This summer, lodge and section leadership from across the country will be invited to Indiana University for a new kind of training experience.

NEXT: A New Century will take place July 30 through August 3. The lodge chief, two youth change agents and two adult advisers from each lodge will be invited to attend. Each section will also receive three invitations.

The main objective of NEXT is to create a culture of growth in the Order of the Arrow. Today, we serve about 11% of the youth registered in Boy Scouting.

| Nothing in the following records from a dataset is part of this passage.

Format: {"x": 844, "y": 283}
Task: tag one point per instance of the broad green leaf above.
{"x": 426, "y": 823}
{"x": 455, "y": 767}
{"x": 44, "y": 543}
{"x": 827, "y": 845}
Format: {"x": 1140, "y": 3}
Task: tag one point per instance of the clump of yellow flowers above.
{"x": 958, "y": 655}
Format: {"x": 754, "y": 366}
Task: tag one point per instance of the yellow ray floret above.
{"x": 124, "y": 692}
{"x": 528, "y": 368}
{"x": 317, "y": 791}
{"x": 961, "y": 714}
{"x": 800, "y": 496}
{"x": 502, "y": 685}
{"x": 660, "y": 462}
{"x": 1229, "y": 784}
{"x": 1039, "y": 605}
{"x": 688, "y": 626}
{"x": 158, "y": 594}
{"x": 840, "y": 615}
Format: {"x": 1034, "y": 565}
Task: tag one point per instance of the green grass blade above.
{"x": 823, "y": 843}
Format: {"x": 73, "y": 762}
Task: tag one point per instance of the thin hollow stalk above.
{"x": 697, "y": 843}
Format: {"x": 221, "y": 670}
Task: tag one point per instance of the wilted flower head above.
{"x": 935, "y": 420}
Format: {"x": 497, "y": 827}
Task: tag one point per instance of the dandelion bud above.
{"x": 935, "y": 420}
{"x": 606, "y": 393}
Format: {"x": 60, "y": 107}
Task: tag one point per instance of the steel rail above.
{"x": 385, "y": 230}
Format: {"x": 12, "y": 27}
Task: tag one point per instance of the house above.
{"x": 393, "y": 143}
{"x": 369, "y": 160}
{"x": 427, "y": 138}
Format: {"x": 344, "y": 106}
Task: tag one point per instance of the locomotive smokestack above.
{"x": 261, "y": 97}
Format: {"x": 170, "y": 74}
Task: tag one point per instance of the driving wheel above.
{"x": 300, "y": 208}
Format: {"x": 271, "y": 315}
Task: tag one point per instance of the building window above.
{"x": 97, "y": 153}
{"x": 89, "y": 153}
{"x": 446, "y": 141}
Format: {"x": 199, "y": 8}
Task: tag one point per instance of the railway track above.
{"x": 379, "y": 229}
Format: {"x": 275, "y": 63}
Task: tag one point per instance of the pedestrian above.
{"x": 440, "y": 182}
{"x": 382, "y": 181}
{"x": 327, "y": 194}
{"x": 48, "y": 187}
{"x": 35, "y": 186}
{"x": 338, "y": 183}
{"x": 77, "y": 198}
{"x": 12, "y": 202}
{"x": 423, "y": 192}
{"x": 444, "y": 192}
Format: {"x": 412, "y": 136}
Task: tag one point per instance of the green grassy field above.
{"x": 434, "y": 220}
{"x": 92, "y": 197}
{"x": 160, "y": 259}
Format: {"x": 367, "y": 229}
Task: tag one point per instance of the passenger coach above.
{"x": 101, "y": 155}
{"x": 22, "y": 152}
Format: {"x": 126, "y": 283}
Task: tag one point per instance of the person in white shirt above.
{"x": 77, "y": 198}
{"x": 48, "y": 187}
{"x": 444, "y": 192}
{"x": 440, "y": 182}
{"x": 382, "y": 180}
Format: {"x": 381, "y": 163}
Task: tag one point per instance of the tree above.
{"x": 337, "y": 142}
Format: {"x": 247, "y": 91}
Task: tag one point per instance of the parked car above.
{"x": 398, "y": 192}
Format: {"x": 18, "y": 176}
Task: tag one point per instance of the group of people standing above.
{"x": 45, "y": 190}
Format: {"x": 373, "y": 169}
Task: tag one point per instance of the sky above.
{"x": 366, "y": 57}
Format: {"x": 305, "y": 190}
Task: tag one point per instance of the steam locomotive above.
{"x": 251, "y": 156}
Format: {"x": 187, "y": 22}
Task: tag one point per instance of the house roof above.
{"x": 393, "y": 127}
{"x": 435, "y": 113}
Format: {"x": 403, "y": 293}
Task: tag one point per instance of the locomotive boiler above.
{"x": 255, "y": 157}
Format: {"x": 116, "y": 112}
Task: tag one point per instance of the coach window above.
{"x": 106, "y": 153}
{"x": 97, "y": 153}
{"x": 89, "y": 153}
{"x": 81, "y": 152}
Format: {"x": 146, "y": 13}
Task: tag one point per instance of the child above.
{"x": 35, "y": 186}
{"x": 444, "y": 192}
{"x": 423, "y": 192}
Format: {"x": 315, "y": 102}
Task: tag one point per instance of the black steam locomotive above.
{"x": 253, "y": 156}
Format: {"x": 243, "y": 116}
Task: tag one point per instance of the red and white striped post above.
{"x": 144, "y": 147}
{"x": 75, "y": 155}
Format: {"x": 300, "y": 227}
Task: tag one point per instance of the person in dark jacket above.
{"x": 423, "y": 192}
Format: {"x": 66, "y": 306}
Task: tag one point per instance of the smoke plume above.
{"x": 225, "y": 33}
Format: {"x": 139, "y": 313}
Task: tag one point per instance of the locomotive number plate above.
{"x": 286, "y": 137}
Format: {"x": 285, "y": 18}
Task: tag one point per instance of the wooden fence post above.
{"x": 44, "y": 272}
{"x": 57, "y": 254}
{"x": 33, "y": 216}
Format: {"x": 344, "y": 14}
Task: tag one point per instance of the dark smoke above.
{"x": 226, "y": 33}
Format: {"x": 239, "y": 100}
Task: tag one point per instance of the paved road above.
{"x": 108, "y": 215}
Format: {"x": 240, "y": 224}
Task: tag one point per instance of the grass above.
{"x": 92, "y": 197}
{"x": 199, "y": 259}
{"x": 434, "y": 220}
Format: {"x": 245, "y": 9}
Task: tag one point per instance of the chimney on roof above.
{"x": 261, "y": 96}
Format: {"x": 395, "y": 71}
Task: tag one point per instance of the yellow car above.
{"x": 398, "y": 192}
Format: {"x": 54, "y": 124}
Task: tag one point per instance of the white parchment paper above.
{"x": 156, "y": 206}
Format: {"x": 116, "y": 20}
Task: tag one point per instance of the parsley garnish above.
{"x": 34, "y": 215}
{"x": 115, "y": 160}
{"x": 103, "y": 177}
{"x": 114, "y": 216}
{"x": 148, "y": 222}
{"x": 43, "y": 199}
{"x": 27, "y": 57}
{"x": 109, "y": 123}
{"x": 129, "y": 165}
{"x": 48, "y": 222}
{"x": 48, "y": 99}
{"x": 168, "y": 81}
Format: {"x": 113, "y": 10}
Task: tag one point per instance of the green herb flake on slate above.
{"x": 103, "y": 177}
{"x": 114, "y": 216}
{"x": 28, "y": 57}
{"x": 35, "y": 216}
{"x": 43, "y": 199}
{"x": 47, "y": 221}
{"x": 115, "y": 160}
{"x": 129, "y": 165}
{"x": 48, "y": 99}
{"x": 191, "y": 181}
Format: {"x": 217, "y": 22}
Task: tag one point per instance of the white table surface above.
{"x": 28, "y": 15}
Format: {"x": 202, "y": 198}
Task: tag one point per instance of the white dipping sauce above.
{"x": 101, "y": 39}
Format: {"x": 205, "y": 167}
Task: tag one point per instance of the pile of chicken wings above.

Every lodge has the opportunity to deliver the impact of the OA program to a lot more young people, and give them the same life-changing experience each of us has had.

This past year was about celebrating a century of service but our centennial slogan always implied more was coming NEXT. This summer, we’re going to look at some of the information we have available to us and pivot to our future with one question in mind: What makes a young person become, and remain, a member of the Order of the Arrow?

“In all facets of Scouting, we recognize that delivering quality program is the main driver of retention,” explained NEXT conference chairman Clint Takeshita. “A young person having fun in the Order of the Arrow keeps them around and it keeps them engaged.”

Takeshita explained that the OA’s signature national events are renowned: NOAC is the best national event the BSA organizes, the NLS is the program’s premier training opportunity and our high adventure programs deliver the most impactful experience at each base.

But the vast majority of our members will never experience them. They receive their program at the lodge level. Last year, less than 12 percent of OA membership attended a lodge event, a downward trend from nearly 18 percent the previous years. Determining how to get more Arrowmen to local events, and ensuring those events are quality, is paramount.

And that’s not just his opinion. Nearly half of the OA’s youth members say it is lodge events that affect their involvement in the OA the most – three times more than any other category. It’s also the area where our leadership needs the most help. Nearly 45 percent of lodge chiefs and 57 perfect of advisers say that lodge program should be the top priority for the national organization.

Almost half of the Order’s membership is Ordeal. This creates a big opportunity for change: it means 45 perfect of our membership is either less than a year old or has likely never attended another lodge event before their ordeal.

That also means that we need to grow beyond the “get people to Brotherhood” mentality for lodge events. In fact, we’ve seen no correlation between Brotherhood conversion rates and membership retention. So getting people to events is not just about a snack in the woods with a ceremony – it has to be driven by program.

Our leaders have given us a mandate: we asked what they wanted and they answered. Lodge leaders assembled at the 2015 National Order of the Arrow conference said they wanted more lodge programs by a more than two to one margin over training, national events or service opportunities.

“The focus needs to be on the lodge and how to grow event participation numbers,” Takeshita explained.

NEXT: A New Century will be an event unlike any before it. Youth leaders from across the country are in the process of using an unprecedented amount of feedback and data to ask new and thought-provoking questions about the future of the OA’s program.

The result will be an event that empowers lodge leadership to ask how they can create change in their lodges and equip them to implement innovative program.

Lodge leadership knows this is a challenge. 41% of lodge chiefs and 51% of lodge advisers identified their single biggest issues as planning or promoting lodge events. The mandate could not be clearer.